A backlash from the charter carriers is inevitable. The charter airlines can, after all, operate at even lower seat costs than the scheduled low-cost upstarts, thanks to their use of larger aircraft and higher utilisation rates through night flying. Their selling costs are also minimal. Moreover, their passenger load factors are 85-95% as opposed to 70-80%. Admittedly they do provide a few frills on board such as meals.

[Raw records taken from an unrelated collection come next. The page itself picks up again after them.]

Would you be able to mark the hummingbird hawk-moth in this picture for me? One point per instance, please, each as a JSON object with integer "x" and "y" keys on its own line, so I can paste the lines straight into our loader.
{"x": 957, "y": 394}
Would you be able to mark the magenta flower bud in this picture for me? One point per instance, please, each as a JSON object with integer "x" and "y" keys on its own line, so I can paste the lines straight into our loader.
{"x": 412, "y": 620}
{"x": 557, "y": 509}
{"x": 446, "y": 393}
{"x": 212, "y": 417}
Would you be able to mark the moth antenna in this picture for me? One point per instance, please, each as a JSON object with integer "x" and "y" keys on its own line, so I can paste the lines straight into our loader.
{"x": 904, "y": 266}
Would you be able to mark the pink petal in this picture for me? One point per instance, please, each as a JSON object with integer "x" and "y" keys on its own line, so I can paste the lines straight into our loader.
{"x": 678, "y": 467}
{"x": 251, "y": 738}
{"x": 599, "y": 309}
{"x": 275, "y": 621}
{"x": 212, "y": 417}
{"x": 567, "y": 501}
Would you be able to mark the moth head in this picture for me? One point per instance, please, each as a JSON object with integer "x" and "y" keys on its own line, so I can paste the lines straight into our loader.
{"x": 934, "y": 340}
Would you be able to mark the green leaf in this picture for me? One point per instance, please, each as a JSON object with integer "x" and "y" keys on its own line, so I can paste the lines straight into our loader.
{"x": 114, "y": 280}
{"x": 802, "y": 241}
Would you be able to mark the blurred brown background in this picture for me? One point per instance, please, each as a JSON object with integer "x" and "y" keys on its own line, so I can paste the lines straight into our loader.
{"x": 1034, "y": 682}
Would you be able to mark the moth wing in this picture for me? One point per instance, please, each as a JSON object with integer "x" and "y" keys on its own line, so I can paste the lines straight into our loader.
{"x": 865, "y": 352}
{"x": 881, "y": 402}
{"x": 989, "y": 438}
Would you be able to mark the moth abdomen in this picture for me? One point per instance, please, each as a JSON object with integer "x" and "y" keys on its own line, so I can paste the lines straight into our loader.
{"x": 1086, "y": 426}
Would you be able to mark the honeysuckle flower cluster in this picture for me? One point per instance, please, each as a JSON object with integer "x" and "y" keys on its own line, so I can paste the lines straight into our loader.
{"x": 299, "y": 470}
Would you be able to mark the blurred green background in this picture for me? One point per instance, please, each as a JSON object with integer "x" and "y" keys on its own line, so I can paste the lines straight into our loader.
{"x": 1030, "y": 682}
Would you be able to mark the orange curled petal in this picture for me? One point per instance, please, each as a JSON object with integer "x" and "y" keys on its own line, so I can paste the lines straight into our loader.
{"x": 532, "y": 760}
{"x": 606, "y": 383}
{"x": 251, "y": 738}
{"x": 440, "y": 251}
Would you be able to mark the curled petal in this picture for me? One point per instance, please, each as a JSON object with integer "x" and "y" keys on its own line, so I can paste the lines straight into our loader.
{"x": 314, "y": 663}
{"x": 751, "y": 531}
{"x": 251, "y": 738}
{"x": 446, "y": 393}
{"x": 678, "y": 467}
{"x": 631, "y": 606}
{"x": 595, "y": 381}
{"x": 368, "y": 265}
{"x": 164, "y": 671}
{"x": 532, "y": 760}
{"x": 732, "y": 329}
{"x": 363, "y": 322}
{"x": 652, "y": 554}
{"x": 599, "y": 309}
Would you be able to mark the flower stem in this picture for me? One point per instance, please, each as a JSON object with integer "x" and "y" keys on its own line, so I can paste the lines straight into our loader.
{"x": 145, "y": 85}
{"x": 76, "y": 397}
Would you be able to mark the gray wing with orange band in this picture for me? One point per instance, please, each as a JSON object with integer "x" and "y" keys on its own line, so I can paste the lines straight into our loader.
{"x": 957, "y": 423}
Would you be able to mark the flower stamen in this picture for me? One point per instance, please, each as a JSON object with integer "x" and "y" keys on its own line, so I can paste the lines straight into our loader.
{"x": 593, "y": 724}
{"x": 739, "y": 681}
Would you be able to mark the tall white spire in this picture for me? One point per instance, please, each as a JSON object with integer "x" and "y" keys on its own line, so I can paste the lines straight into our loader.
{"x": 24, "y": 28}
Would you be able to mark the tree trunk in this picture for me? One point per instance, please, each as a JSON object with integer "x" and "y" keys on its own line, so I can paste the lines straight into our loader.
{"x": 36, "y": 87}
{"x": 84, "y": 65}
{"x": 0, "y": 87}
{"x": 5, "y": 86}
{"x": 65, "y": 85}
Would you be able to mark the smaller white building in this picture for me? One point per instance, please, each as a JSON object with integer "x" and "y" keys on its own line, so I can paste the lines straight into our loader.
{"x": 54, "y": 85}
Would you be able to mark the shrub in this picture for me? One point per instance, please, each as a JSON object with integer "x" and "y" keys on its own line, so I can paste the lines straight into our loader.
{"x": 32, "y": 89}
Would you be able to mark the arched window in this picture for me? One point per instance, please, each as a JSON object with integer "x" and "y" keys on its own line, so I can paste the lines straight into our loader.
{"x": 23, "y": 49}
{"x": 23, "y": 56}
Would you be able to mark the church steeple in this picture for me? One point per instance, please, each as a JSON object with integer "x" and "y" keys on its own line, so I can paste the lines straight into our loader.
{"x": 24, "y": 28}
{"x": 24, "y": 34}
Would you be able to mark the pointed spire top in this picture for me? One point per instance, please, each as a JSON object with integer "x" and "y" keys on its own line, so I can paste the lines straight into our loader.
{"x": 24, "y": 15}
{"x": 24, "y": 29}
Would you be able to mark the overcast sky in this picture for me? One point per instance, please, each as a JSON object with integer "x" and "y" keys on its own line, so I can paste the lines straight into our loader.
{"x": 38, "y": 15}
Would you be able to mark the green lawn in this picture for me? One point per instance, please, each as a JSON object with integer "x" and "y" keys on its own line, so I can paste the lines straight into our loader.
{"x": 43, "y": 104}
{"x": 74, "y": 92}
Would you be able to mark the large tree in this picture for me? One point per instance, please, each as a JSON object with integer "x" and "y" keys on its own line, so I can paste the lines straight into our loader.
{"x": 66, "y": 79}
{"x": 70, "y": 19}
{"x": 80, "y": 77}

Charter airlines will hit back by marketing seat-only sales on their flights more aggressively. This is already happening in Germany. They have realised that such business can make a major contribution to their economics. Many of their flights are now shown as "scheduled" to increase customer awareness and the charters too are beginning to sell through the Internet. They can offer more leisure destinations and often cheaper one-way or return fares than the low-cost carriers.

How to ensure survival ?

So how should the low-cost airlines set about ensuring their survival? First they must maintain a sustainable competitive advantage over their conventional competitors. This means keeping it simple. They must focus on the essentials of the low-cost product in order to maintain a 55-60% cost advantage while offering a product which, despite the absence of frills, is very highly rated by passengers in terms of value for money.

They must also stick to short-haul routes using a single aircraft type offering high density seating and operating, where possible, from secondary airports. Frequencies should be relatively high and punctuality and regularity among the best. Sales should be 100% direct by telephone or, ideally, via the Internet -and ticketless. On-board catering should be minimal and of good quality but not free.

Fares must be simple, one-way and point-to-point. Transfer traffic or hub feeding should be avoided. Many functions should be out-sourced to minimise their cost. Airlines that lose a clear focus and diverge from these essential features of the low-cost product are likely to lose their way as Debonair did two years ago and as Virgin Express seems to be now doing. The suggestion that Iberia might buy Go and use it to feed its Madrid hub is a recipe for disaster.

The second requirement for long-term survival is to ensure that on most routes they become the number one or number two carrier in terms of market share. On major routes, such as London-Amsterdam, being second or third may be enough. This dominance, combined with their low fares, gives them a very powerful defensive position should new competitors attempt to enter, while also ensuring a strong cash flow base on which to mount further expansion. Southwest's survival and success is due in no small measure to its growth strategy, which has focused on becoming dominant in most of its markets. By the mid-1990s it was the largest carrier in 93 of its top 100 markets.

This is also an explicit objective of Ryanair's growth. Ryanair is the dominant carrier on London-Turin and London-Genoa. It replaced Aer Lingus as the largest carrier on many of the UK-to-Ireland routes some years ago. Because they are younger, neither easyJet, Go, Buzz nor Virgin Express have yet achieved similar dominance in their markets, though easyJet is the second carrier on London-Nice. Growing to become the largest or second-largest carrier on most of the routes they serve must be a prime objective if low-cost carriers are to survive as major players.

There is still all to play for among Europe's new breed of low-cost players. Competition does not look set to ease, especially in the UK market on which most are heavily reliant. Given that competition between low-cost carriers must rise as their networks overlap, it seems unlikely that all will survive into old age.